WeWork will generate cash next year, chairman says

Marcelo Claure says the company will stop burning through its cash pile one year earlier than forecast

A pedestrian walks past the entrance to the We Work co-working office space, operated by the parent company We Co., on Eastcheap in London, U.K., on Monday, Oct. 7, 2019. While WeWork has been rapidly expanding in Canada, the New York-based company is facing challenges on multiple fronts with Landlords in London and New York the most exposed to any further deterioration at the co-working firm. Photographer: Bryn Colton/Bloomberg

WeWork executive chairman Marcelo Claure said the office-sharing company was on course to have positive cash flow in 2021, a year earlier than a target the company set in February, the Financial Times reported on Sunday.

Mr Claure, in an interview with the newspaper, said WeWork has seen strong demand for its office spaces since the start of the coronavirus outbreak.

The SoftBank-controlled company has also reduced its workforce by more than 8,000 people, renegotiated leases and sold off assets to reduce its cash burn and shed costs, the FT said.

New York-based WeWork is currently in the middle of executing a five-year turnaround plan set out this year and is shaking up its top management ranks under Mr Claure.

The plan included a target of reaching operating profitability by the end of next year and Mr Claure said that WeWork remains on track to meet it.
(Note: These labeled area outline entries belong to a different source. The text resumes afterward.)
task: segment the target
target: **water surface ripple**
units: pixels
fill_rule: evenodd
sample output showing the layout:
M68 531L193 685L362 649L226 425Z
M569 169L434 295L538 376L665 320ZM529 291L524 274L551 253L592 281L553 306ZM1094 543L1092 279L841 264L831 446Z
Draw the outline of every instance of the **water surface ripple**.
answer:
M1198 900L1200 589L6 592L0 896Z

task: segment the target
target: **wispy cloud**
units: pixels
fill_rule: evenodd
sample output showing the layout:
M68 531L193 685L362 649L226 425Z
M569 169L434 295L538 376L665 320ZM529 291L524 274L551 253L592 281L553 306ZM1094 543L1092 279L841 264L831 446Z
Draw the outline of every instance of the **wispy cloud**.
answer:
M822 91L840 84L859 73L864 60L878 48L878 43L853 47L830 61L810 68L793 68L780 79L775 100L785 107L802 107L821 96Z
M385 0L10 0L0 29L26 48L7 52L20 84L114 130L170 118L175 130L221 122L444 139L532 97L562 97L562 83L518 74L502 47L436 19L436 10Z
"Everybody thought WeWork was mission impossible," Mr Claure, who is also a SoftBank executive, was quoted as saying by the FT. "And now, a year from now, you are going to see WeWork to basically be a profitable venture with an incredible diversity of assets."

WeWork told Reuters it did not have any further comment beyond the FT interview.

The company has gone through a tumultuous period since abandoning its initial public offering (IPO) in September. It was forced to push out co-founder Adam Neumann last year after SoftBank and other shareholders turned on him over his management style, his numerous conflicts of interest and his handling of the IPO.